Matt is right - and the triangular inequality is a good way to think about
it. Fornasini and Dalba, as well as Ed Stern in J. Phys. paper, estimated
this term more accurately:  2*sigma2/R should be added to the Delta R to
account for the transverse vibration and obtain the difference between the
bond distance in the unknown sample and the standard (experimental or
theoretical). However, if sigma2 is of the order of 0.01 A2, and 1NN
distance is of the order of 2.8 A as in gold, platinum or palladium, this
correction is only 0.007 A, which is smaller than thermal expansion in many
materials (that can be on the order of 0.02-0.06 A, depending on the
temperature range, bond strength (or Debye/Einstein temperature). Of course,
since sigma2 varies with temperature linearly in classical limit (at
temperatures great than Einstein temperature), this correction is
temperature dependent. That means, at 300 K it may be 0.007 A2 (and the
correction is 0.005 A), and at 400 K it may be 0.01 A2 (and the correction
is 0.007 A). However, if the thermal expansion (R2-R1) is measured with and
without this correction, the difference is only 0.002 A, which is for sure
comparable or most likely less than the error bar in R.

Thus, transverse vibrations, ideally, should be included for more accurate
bond length determination. If they are small, the one-dimensional model of
Frenkel-Rehr is a reasonable approximation.

Anatoly

Anatoly Frenkel
Yeshiva University

-----Original Message-----
From: ifeffit-bounces at millenia.cars.aps.anl.gov
[mailto:ifeffit-bounces at millenia.cars.aps.anl.gov]On Behalf Of Matt
Newville
Sent: Wednesday, October 05, 2005 5:23 PM
To: XAFS Analysis using Ifeffit
Subject: Re: [Ifeffit] delR versus thermal expansion A and first
cumulant C1*

Leandro,

This is a topic that seems to be slightly controversial.  I
don't want mis-represent the varying views/opinions, but today
is a 'at the beamline' kind of day.  So this reply is less well
planned (coherent??) and a little more 'off the cuff' than I'd
like it to be.  Perhaps we start a wiki page about this
discussion??  Also, everything below is 'in my opinion':

The first thing is that EXAFS is sensitive to R. Period.  It
seems obvious, but it's sometimes easy to forget.  As a result,
I think notions like "perpendicular to the lattice planes"
doesn't get you very far.

Also, don't forget that the crystallography is an amazingly
powerful technique for studying solids, and that the macroscopic
thermal expansion parameter (dL/L)/dT is often determined from
the crystallographically (atomic-scale) measurement (dA/A)/dT.
(A= lattice parameter, L= bulk distance, T= temperature).

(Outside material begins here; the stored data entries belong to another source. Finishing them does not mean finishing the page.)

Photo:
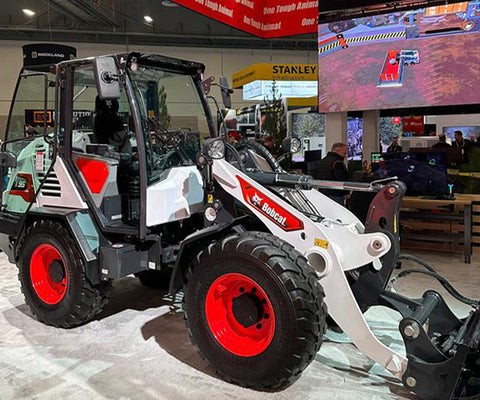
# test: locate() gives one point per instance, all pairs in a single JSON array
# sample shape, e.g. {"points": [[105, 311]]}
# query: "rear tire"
{"points": [[53, 280], [255, 309]]}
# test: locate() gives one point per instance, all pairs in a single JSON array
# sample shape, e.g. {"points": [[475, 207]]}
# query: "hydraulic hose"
{"points": [[434, 274]]}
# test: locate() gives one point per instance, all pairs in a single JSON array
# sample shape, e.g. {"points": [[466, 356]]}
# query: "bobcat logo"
{"points": [[257, 200]]}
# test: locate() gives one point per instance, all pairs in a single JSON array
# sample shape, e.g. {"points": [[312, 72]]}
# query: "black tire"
{"points": [[156, 279], [294, 293], [81, 301]]}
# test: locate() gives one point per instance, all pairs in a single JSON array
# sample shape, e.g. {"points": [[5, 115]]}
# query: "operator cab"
{"points": [[125, 130]]}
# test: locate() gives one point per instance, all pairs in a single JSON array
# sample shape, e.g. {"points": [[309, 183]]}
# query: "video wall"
{"points": [[418, 58]]}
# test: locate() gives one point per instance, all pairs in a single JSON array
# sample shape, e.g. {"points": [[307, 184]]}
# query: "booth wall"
{"points": [[453, 120], [218, 61]]}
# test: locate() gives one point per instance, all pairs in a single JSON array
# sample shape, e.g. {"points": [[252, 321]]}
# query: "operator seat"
{"points": [[108, 126]]}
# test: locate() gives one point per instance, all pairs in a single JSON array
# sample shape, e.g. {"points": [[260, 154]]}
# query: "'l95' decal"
{"points": [[269, 208]]}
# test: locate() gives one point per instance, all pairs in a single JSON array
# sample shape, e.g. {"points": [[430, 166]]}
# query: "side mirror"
{"points": [[207, 85], [106, 77], [226, 91], [291, 145], [8, 160]]}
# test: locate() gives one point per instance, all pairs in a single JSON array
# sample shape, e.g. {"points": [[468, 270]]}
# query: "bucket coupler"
{"points": [[443, 351]]}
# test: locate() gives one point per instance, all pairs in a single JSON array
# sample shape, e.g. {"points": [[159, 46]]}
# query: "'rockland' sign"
{"points": [[263, 18]]}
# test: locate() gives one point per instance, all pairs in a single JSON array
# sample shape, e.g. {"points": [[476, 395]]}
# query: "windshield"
{"points": [[173, 118]]}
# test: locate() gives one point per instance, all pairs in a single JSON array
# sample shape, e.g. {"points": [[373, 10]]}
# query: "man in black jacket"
{"points": [[333, 168]]}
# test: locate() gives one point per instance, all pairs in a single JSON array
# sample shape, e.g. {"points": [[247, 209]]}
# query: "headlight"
{"points": [[295, 145], [214, 148]]}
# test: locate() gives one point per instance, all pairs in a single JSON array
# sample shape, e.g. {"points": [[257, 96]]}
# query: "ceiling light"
{"points": [[168, 3], [28, 12]]}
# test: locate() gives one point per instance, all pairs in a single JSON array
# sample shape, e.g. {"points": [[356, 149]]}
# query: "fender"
{"points": [[82, 228], [192, 244]]}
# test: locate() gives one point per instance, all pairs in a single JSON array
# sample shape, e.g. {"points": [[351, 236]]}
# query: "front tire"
{"points": [[53, 280], [255, 310]]}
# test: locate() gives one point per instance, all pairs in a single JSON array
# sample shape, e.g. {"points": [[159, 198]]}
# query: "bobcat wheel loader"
{"points": [[99, 181]]}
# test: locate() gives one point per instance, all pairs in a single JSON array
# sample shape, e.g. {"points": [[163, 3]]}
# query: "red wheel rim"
{"points": [[222, 311], [45, 286]]}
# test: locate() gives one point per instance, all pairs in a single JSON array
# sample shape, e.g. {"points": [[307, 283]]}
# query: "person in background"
{"points": [[442, 143], [394, 147], [460, 142], [333, 168]]}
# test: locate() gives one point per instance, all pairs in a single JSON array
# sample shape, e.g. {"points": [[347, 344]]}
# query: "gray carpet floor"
{"points": [[138, 348]]}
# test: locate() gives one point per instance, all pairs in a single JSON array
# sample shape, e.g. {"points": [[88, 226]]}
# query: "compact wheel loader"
{"points": [[102, 179]]}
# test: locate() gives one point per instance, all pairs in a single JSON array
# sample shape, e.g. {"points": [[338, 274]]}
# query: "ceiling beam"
{"points": [[53, 4], [160, 39]]}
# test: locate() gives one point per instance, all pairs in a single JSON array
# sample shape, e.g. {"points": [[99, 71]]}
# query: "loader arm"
{"points": [[332, 247]]}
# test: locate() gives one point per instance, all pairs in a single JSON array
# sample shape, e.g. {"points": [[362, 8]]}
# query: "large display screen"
{"points": [[426, 57]]}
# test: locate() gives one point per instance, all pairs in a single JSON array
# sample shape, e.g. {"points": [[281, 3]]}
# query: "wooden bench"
{"points": [[444, 225]]}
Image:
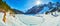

To first approximation, dR/R from EXAFS is similar to dA/A from
diffraction.  Many people have equated these. In detail, and
especially at high temperature, they are not the same.

OK, so on to your questions:

> Whenever we fit an EXAFS spectrum with Artemis/IFEFFIT, we get a /delR/
> value. As far as my (very) limited comprehension goes, /delR/ is the
> difference between the theoretical (FEFF8) bond length, /R0/, and the
> result of the best fit to my data, /R/, which gives the experimental
> bond length. So, this should be the /first cumulant/ of my distance
> distribution, right?

Yes. Cumulants are simply one way to describe a distribution
function of a variable (for us, R).  They're especially
convenient for functions that are exponential in that variable,
and that's why they're often used in EXAFS. They're most useful
when the distribution is near normal (or Gaussian).  For
complicated distributions, they don't work so well.

delR is the first cumulant, C1, and is equal to the first moment
of the distribution.  It is the displacement from the starting
center value, R0, Reff, etc.

There is actually a subtlety in getting delR=C1 from EXAFS, as
the EXAFS is not simply exponential in R, but also has a 1/R^2
term and R dependence in the mean-free-path term.  These can be
dealt with (and are dealt with in Ifeffit/Feffit), so that the
delR, sigma2, third, and fourth *are* the cumulants of the
atomic pair distribution.  But that's not your question (yet??).

> ... when I came across some papers (P. Fornasini and G. Dalba in [PRL82,
> 4240, 1999; PRB70, 174301, 2004] and E. A. Stern in [J.Phys.IV 7,
> C2-137,1997]) where an issue is raised; it is said that the thermal
> evolution of the first cumulant /C1/* of the real distance distribution
> in a crystal (which was said to be equivalent to /delR/) is NOT equal to
> /A/, because in a crystal there are vibrations perpendicular to the bond
> direction which are not considered in the one-dimensional model. It is
> argued that the temperature dependence of these vibrations perpendicular
> to the bond direction give raise to a positive shift of the minimum of
> the effective pair potential, while the net thermal expansion /A/
> accounts only for changes due to the asymmetry of the potential.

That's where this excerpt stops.